L’obiettivo resta sempre lo stesso: abbassare l’età nella Pubblica Amministrazione, mediante la cosiddetta “staffetta generazionale” auspicata a più riprese dal ministro della PA Marianna Madia. L’ipotesi di “svecchiamento” dei ranghi ora passa da un emendamento a prima firma di Hans Berger, senatore del gruppo per le Autonomie.
Dopo che il primo progetto della Madia – basato sul prepensionamento con 1-2 anni di anticipo dei dipendenti statali, assumendo un nuovo dipendente ogni tre prepensionati e portando gradualmente alla staffetta di cui sopra – aveva suscitato le perplessità della Ragioneria di Stato, preoccupata per il possibile aumento dell’onere sulle spalle del sistema previdenziale, ora il nuovo emendamento sembra risolvere diversi problemi.
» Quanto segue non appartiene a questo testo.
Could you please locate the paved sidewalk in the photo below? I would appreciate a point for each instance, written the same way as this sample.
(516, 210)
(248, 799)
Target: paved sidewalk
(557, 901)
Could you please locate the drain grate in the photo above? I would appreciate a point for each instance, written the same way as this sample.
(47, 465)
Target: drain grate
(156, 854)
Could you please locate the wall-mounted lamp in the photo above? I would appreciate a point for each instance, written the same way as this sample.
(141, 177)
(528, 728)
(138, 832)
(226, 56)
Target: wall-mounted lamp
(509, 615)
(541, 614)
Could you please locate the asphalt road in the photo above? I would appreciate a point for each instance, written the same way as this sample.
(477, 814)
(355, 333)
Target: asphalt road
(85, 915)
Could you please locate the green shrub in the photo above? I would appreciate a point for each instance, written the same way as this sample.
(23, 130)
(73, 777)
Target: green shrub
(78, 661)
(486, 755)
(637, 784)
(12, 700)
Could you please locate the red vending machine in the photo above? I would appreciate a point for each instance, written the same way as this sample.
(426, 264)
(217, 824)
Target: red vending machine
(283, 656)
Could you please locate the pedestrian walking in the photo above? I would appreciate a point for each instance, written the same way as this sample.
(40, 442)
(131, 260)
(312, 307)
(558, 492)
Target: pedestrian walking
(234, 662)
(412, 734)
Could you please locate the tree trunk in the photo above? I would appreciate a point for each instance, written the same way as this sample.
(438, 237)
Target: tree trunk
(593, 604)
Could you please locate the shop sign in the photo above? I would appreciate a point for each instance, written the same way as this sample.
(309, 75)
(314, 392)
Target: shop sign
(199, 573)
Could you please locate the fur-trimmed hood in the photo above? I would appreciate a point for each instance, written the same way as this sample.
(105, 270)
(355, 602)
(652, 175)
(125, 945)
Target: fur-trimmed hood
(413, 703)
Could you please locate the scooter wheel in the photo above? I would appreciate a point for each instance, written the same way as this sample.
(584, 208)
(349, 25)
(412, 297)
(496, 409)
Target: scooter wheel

E, da quanto anticipato dal quotidiano Il Messaggero, potrebbe ottenere il via libera del governo e del relatore della riforma, Giorgio Pagliari. Ma ciò potrebbe non bastare.
Pensioni statali: perchè la norma potrebbe rivelarsi un flop
Con la riformulazione in base all’emendamento in questione, non ci sarebbe più un vero e proprio premensionamento, bensì la possibilità per la PA di promuovere il ricambio generazionale mediante la riduzione “su base volontaria e non revocabile” dell’orario di lavoro e della retribuzione del personale vicino alla pensione.
La soluzione rappresenta un compromesso rispetto al precedente emendamento Berger – bocciato dalla ragioneria sempre a causa degli eccessivi costi per il bilancio dello Stato – in quanto l’invarianza della contribuzione previdenziale non sarebbe più garantita dallo Stato bensì da una “contribuzione volontaria ad integrazione”. Tradotto in parole semplici: dovrà essere il lavoratore che opta per la pensione anticipata a versare la quota restante di contributi. Un meccanismo che, se da un lato allieva il peso previdenziale sul bilancio statale, dall’altro difficilmente rappresenterà un appetibile incentivo per il lavoratore intenzionato ad optare per il prepensionamento.